Homaro Cantu, Chicago’s critically acclaimed chef was found dead Tuesday afternoon. Chicago police are investigating Cantu’s death, suspecting Homaro committed suicide by hanging.
Tuesday afternoon, at around 1:00 PM, Homaro Cantu’s body was found hanging inside his new restaurant, Crooked Fork Brewing, on Chicago’s Northwest side, on West Montrose Avenue. Cantu had plans to open the restaurant with his partner, Trevor Rose-Hamblin.
According to Sun Times‘ story coverage, EL Ideas Chef Phillip Foss said Homaro Cantu was homeless at one time. Foss added Canto was also an addict before he started working in famous chef Charlie Trotter’s renowned restaurant.
Foss made the following comment about Homaro.
“I hear a lot of stories about a top chef coming up from nothing and going on to great things, but his nothing is a much deeper place than almost anybody I ever knew as a chef. To go and to have success that he did. It’s just sad that it has to end like this, and we’re just pretty broken up tonight.”
Homaro Cantu was a unique chef. He used science in his cooking. For example, aside from inventing new dishes, he found ways to solve problems. He created edible menus, as well as carbonated fruit with a berry, known as “flavor tripping” drinks, making sour beverages taste sweet without adding any sugar.
Chef Matthias Merges spent four years working with Homaro in Trotter’s kitchen.
The owner and executive chef at Yusho briefly described how it was working with Cantu.
“It was really inspiring to see someone who would come up with an idea that’s so wacky and he would be like, ‘I need to go with it,’ and that’s how Moto was born and all his other projects. I think it was a testament to his creative drive and passion that so inspired myself and a generation of chefs.”
In a 2012 Chicago Tribune interview, Homaro shared his thoughts on his unique view on life.
“I was just taught very early that if I didn’t solve problems, I was headed for a very dark path. Problems were everywhere.
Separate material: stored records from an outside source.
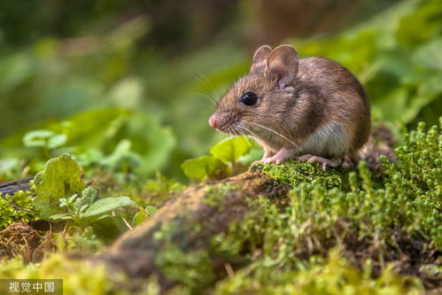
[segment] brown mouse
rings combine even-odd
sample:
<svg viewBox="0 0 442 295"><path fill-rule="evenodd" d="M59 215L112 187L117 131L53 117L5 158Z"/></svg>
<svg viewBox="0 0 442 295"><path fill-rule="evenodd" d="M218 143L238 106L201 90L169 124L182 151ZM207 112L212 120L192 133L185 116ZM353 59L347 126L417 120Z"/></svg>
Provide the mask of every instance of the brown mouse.
<svg viewBox="0 0 442 295"><path fill-rule="evenodd" d="M299 58L296 49L260 47L250 73L235 82L209 119L212 128L253 136L258 163L288 159L337 167L367 142L370 106L358 79L338 63Z"/></svg>

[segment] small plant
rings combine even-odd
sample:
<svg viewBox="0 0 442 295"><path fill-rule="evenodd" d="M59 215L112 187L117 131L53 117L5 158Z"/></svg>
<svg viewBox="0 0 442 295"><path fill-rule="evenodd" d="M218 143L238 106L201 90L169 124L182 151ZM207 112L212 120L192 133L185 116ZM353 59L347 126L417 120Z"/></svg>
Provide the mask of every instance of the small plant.
<svg viewBox="0 0 442 295"><path fill-rule="evenodd" d="M98 191L93 188L85 189L81 196L75 194L68 198L60 198L60 208L67 213L50 216L53 221L72 221L81 231L93 222L110 216L108 213L126 206L135 205L128 197L106 198L97 200Z"/></svg>
<svg viewBox="0 0 442 295"><path fill-rule="evenodd" d="M252 144L244 136L221 141L210 150L210 155L190 159L182 164L184 174L190 178L222 179L242 172L248 163L242 158L252 150Z"/></svg>
<svg viewBox="0 0 442 295"><path fill-rule="evenodd" d="M66 144L67 136L65 134L56 134L51 130L32 130L23 136L23 144L27 147L40 147L46 159L50 159L52 150Z"/></svg>

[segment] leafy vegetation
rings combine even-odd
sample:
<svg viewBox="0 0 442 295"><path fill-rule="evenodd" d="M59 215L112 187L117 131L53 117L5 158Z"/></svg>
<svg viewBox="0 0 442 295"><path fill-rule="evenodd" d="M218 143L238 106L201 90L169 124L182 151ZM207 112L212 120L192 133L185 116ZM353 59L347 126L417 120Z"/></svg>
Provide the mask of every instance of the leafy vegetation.
<svg viewBox="0 0 442 295"><path fill-rule="evenodd" d="M440 1L391 1L345 30L309 38L247 0L195 5L191 21L176 12L182 19L167 19L168 2L92 3L66 4L69 13L35 4L32 15L0 4L0 182L35 175L29 190L0 196L0 278L63 277L65 294L159 294L164 282L172 294L441 290ZM134 13L141 7L146 15ZM174 21L161 24L151 7ZM229 20L213 17L221 11ZM24 13L19 24L8 12ZM66 19L41 24L44 15ZM225 180L262 151L250 138L221 137L206 120L213 98L250 66L248 27L268 21L275 35L287 30L278 43L333 58L361 79L373 126L397 136L396 161L322 171L293 160ZM275 185L250 193L249 174ZM198 188L201 203L167 203ZM190 207L182 220L181 207L165 213L177 203ZM100 255L146 221L153 226L142 244L157 273L143 283L115 277Z"/></svg>

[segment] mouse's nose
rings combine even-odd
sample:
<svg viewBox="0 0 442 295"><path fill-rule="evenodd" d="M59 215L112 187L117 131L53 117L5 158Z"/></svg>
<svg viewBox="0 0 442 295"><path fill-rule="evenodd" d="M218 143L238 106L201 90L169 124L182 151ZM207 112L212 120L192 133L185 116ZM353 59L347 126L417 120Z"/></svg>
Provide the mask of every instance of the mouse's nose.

Now even if there are no problems, I look for problems. I’m like, you know what? I don’t like the way this spoon works. I want to design a new spoon. Or I don’t like the way my phone integrates with my desktop; I want to come in and talk to my computer.”
The Chicago Tribune reported Homaro’s former partner and investor of two restaurants, Alexander Espalin, sued 38-year-old Cantu last month for using the two restaurant’s bank accounts for personal use, including meals, trips, and personal business. Espalin alleges Homaro did not pay him the profits owed to him for his investment in iNG and Moto restaurants.
Homaro lived with his wife, Katie McGowan, and the couple’s two young daughters in the Old Irving Park community of Chicago, Illinois. Later today, Cook County medical examiner’s office is scheduled to perform an autopsy on Homaro Cantu.